Ab dem neuen Schuljahr gilt in hessischen Grundschulen eine verbindliche Lesezeit, um die Sprach- und Lesefähigkeiten von Kindern systematischer zu fördern. Das Kultusministerium betont, dass die Maßnahme Teil eines umfassenden Pakets zur Verbesserung der Bildungsqualität sei. Neben der festen Lesezeit sollen auch gezielte Maßnahmen zur Stärkung des Mathematikunterrichts eingeführt werden.

Der hessische Bildungshaushalt steigt gleichzeitig auf ein Rekordniveau, was als Investition in kleinere Klassen, mehr Sonderpädagogen und bessere Schulinfrastruktur genutzt werden soll.

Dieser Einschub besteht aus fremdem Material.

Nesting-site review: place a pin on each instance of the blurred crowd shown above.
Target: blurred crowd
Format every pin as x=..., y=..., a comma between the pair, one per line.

Die Landesregierung sieht darin die Grundlage für eine individuellere Förderung aller Schülerinnen und Schüler.

Die Opposition kritisiert jedoch, dass digitale Bildung in den Maßnahmen zu kurz komme. „Lesen und Rechnen sind wichtig, aber digitale Kompetenzen gehören ebenso zur Zukunft“, so ein Sprecher der Grünen im Landtag. Dennoch begrüßen Lehrerverbände und Elternverbände die zusätzliche Förderung im Bereich Lesen als sinnvollen Schritt gegen Sprachdefizite, insbesondere nach den Lernrückständen der vergangenen Jahre.